Romero’s lawyer requested a stay of deportation on humanitarian grounds because of his client's health condition, but the demand was rejected in September. 

Romero's son Cristian, a Ph.D. student in Latin American history at Yale University, has been fighting and organizing against his mother’s deportation and for her immediate liberation, with a petition, that gathered more than 30,000 signatures so far. 

Padilla is protected by the Obama-era Deferred Action for Childhood Arrivals (DACA) which grants undocumented migrants who arrived in the United States as children, protection from deportation and a renewable work permit, as well as the ability to study. President Donald Trump has been trying to rescind the protection.
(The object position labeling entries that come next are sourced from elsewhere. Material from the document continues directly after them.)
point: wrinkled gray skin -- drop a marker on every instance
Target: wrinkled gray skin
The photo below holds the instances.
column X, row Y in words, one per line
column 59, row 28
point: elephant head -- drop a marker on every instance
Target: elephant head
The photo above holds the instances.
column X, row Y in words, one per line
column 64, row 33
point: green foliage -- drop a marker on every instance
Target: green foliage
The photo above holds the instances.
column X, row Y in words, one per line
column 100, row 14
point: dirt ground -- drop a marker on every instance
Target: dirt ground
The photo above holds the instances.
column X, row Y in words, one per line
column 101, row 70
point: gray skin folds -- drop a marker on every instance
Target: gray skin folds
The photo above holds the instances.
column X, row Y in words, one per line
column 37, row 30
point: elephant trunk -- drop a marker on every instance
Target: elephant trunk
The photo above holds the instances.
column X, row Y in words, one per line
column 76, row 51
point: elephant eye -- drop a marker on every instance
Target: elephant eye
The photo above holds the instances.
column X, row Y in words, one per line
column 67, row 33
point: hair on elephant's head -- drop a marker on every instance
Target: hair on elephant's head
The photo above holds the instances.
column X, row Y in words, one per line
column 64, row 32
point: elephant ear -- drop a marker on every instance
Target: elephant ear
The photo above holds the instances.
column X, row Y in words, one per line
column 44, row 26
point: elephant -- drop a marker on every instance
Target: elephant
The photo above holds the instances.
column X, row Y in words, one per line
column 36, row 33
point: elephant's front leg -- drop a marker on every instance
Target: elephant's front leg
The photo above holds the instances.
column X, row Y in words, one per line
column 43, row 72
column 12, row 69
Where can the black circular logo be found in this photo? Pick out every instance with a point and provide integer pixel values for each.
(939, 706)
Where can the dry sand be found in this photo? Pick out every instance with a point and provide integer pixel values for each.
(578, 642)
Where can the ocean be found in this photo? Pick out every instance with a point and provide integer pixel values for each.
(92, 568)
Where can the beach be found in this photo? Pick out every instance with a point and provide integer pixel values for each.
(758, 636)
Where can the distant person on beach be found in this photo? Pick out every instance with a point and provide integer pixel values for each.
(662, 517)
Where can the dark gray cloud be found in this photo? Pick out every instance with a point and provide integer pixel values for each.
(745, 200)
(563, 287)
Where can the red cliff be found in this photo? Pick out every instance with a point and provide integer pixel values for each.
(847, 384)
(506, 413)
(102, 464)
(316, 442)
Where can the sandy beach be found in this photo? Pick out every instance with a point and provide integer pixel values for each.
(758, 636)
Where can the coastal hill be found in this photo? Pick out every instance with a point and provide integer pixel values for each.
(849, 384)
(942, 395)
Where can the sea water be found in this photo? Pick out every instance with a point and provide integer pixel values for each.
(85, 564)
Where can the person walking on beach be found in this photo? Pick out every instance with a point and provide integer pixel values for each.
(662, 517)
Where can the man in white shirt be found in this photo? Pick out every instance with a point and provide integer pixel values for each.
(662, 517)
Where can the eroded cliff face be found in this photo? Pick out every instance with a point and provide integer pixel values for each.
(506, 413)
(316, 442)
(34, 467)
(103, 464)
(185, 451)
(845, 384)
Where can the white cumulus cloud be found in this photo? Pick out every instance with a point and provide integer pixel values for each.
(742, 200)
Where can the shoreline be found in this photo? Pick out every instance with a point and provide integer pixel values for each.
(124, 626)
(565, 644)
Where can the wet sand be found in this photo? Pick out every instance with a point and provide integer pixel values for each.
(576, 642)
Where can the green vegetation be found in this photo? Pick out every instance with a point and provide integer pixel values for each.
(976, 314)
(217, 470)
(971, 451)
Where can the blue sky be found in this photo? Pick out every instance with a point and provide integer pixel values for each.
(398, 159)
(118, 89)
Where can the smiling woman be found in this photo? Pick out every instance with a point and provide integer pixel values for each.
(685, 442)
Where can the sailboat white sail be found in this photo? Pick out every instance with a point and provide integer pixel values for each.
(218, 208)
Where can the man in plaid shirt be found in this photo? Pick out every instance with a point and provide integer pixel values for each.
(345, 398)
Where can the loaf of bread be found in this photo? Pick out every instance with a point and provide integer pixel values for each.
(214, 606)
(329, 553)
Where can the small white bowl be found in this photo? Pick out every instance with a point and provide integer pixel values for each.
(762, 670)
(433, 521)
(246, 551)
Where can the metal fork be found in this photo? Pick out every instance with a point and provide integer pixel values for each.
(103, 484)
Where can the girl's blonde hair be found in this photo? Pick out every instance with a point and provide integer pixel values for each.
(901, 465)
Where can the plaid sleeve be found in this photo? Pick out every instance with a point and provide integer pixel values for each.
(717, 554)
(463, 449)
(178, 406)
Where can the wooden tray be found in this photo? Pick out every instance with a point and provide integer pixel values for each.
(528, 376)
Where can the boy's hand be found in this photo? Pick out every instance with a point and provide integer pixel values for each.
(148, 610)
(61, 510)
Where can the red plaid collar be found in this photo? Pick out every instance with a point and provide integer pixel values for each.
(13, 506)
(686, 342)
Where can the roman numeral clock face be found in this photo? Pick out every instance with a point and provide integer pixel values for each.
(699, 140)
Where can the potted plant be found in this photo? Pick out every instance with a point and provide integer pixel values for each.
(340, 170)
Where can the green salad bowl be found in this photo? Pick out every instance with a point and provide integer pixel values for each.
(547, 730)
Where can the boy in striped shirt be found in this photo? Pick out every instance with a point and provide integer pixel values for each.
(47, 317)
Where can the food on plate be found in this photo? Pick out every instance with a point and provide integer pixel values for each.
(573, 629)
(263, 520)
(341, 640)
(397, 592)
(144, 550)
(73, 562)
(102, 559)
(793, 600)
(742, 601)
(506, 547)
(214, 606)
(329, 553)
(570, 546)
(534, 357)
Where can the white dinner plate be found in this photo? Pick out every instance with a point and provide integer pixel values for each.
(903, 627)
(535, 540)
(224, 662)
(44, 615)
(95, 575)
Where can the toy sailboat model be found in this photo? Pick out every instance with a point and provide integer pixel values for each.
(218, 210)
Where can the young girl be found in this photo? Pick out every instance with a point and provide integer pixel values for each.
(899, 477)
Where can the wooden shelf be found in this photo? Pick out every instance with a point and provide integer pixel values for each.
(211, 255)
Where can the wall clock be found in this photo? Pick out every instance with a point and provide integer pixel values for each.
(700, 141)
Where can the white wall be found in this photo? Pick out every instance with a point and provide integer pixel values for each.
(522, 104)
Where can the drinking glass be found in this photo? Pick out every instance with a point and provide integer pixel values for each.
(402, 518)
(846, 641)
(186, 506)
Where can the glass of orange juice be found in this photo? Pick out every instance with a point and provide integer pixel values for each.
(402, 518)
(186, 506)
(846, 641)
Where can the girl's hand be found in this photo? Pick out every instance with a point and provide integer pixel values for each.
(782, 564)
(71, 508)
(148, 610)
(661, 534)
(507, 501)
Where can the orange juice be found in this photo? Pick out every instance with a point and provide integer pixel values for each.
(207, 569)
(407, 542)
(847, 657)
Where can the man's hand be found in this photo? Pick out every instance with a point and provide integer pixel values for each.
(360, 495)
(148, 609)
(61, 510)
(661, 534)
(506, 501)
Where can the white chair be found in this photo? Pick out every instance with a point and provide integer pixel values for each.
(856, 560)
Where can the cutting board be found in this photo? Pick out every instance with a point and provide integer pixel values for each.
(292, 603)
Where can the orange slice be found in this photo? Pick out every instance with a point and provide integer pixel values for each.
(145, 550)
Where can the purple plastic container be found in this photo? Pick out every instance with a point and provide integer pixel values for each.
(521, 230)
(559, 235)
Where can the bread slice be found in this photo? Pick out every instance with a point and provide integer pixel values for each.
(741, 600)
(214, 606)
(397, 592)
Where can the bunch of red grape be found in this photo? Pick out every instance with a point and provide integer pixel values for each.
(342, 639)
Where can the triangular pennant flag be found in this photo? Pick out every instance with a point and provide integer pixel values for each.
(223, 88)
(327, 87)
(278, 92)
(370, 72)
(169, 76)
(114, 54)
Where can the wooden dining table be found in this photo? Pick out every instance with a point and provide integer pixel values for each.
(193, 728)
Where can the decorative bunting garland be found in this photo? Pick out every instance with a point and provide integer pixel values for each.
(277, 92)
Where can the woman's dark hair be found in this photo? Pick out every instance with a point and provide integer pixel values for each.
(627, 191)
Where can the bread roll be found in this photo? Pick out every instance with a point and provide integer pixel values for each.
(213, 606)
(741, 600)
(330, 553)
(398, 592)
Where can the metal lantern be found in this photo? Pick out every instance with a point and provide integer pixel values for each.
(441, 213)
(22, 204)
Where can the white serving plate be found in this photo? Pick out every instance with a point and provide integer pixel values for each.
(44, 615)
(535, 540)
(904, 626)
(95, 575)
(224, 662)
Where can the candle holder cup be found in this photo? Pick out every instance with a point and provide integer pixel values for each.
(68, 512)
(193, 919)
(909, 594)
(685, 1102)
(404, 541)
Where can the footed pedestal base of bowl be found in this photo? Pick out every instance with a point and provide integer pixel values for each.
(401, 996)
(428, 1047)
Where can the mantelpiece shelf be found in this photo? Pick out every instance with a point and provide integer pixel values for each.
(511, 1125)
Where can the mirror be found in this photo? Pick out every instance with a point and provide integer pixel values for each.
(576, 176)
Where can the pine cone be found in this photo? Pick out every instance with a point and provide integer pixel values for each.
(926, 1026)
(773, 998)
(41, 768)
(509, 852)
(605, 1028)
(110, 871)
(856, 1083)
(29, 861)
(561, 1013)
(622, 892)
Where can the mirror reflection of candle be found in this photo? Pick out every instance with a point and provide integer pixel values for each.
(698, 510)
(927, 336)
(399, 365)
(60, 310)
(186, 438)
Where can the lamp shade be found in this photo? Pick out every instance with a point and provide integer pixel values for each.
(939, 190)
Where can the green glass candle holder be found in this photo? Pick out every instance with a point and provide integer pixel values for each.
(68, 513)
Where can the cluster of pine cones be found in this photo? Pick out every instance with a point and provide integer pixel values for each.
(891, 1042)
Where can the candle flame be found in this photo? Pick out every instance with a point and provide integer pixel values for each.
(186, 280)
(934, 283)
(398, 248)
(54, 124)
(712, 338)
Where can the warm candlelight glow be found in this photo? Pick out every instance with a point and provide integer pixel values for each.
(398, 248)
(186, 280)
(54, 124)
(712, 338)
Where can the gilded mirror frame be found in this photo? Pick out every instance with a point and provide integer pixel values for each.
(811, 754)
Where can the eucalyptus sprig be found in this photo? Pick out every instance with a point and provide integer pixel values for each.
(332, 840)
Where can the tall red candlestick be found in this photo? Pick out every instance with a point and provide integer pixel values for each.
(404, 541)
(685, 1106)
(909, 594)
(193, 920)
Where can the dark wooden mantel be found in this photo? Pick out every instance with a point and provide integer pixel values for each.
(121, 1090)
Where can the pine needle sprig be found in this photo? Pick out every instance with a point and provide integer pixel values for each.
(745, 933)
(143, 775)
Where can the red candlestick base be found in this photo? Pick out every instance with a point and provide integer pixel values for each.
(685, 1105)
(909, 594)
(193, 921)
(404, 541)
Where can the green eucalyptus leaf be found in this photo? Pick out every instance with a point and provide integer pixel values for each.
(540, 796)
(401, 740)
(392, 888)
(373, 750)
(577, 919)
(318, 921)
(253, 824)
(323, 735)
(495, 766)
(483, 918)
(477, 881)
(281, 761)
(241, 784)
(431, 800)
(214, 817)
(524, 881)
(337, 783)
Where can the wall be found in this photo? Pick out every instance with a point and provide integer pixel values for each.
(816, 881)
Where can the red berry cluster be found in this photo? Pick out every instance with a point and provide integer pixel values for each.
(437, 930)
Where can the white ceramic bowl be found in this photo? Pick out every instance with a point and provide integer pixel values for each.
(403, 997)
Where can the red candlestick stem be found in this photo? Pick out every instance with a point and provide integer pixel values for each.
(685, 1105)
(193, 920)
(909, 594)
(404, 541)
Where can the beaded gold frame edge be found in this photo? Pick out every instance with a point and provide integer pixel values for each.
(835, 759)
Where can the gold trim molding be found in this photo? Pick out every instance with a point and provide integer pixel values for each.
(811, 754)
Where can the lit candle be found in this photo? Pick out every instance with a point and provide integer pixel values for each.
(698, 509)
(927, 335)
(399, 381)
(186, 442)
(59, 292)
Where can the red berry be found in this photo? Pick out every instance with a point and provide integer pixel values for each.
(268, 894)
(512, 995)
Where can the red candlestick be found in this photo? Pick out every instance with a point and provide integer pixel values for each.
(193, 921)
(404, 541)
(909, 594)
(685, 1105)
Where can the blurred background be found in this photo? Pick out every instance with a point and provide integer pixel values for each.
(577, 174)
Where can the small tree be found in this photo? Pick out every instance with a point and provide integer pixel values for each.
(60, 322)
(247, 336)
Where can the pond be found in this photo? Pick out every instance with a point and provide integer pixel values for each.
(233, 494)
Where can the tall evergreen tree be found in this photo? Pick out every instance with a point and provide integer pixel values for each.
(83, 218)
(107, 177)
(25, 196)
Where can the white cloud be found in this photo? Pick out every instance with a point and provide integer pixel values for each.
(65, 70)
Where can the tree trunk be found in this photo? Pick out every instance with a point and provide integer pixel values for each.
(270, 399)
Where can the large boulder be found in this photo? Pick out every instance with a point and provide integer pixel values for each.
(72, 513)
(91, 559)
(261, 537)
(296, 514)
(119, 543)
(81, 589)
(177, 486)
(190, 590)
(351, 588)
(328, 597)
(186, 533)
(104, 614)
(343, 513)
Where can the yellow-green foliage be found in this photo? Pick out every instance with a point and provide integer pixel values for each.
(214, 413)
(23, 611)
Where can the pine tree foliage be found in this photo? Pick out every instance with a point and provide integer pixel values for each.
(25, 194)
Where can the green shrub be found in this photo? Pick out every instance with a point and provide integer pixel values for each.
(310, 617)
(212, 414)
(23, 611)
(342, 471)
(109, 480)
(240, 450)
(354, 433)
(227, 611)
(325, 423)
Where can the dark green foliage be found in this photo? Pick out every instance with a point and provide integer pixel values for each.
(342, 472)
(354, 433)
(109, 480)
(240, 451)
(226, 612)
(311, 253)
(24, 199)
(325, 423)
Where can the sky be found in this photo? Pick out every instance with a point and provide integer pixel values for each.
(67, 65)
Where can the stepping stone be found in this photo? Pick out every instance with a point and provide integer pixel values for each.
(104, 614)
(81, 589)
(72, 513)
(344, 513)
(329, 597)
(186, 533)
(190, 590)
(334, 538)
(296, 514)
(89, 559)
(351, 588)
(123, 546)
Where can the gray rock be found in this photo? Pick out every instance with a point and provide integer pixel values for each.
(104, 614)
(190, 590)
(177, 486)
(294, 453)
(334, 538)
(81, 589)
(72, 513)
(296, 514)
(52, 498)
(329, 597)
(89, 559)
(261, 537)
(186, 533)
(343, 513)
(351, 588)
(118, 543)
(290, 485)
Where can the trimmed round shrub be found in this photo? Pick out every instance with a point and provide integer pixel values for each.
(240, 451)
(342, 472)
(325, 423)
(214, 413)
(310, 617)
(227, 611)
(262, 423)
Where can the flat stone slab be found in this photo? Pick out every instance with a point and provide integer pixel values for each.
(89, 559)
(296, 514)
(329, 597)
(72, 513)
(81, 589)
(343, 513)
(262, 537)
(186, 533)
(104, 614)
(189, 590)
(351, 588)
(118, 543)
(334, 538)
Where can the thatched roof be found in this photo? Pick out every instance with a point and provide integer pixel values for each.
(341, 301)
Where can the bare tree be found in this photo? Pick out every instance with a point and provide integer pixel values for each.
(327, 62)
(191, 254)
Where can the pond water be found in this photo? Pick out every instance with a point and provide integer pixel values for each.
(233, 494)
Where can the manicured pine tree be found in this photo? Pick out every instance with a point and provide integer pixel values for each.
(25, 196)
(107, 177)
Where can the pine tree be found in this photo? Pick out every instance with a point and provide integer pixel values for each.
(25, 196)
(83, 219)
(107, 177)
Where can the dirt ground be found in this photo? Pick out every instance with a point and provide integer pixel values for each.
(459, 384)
“Our attorney has been fighting to get her released so she can see her oncologist, specifically the appointment she had in early September which she missed. So we have no idea where her cancer situation is at the moment in terms of the remission,” Padilla told Democracy now.

“We started this campaign last week because we are really fearful for her health. And we really want to ask for people’s support to build pressure on ICE to release her while we await the pending motions to the courts,” he added.

Romero’s son said the support was “incredible” and the petition - a collective effort led by his peers from Yale University, as well as professors and different organizers - had unbelievable success. 

He also said that along with many people who contacted him to propose their support, Congresswoman Lucy McBath’s brought her aid, helping to submit an inquiry to ICE regarding the case.

"My mother is the bedrock of our family and community. An immigrant from rural Honduras, my mom has worked her whole life as a housekeeper, restaurant dishwasher, and construction worker so that my three siblings and I could have a better life than the one she lived back in Honduras," Padilla shared in the petition.

The young man recalled that his mother’s current situation and the case of his family are just one among hundreds of thousands of families that “have been torn apart” over the last years as a result of Trump’s harsh migration policies. 

The detention centers in the U.S. have increasingly become objects of strong criticism, especially after human rights organizations released independent reports denouncing overcrowded and unhealthy conditions prevailing in these facilities.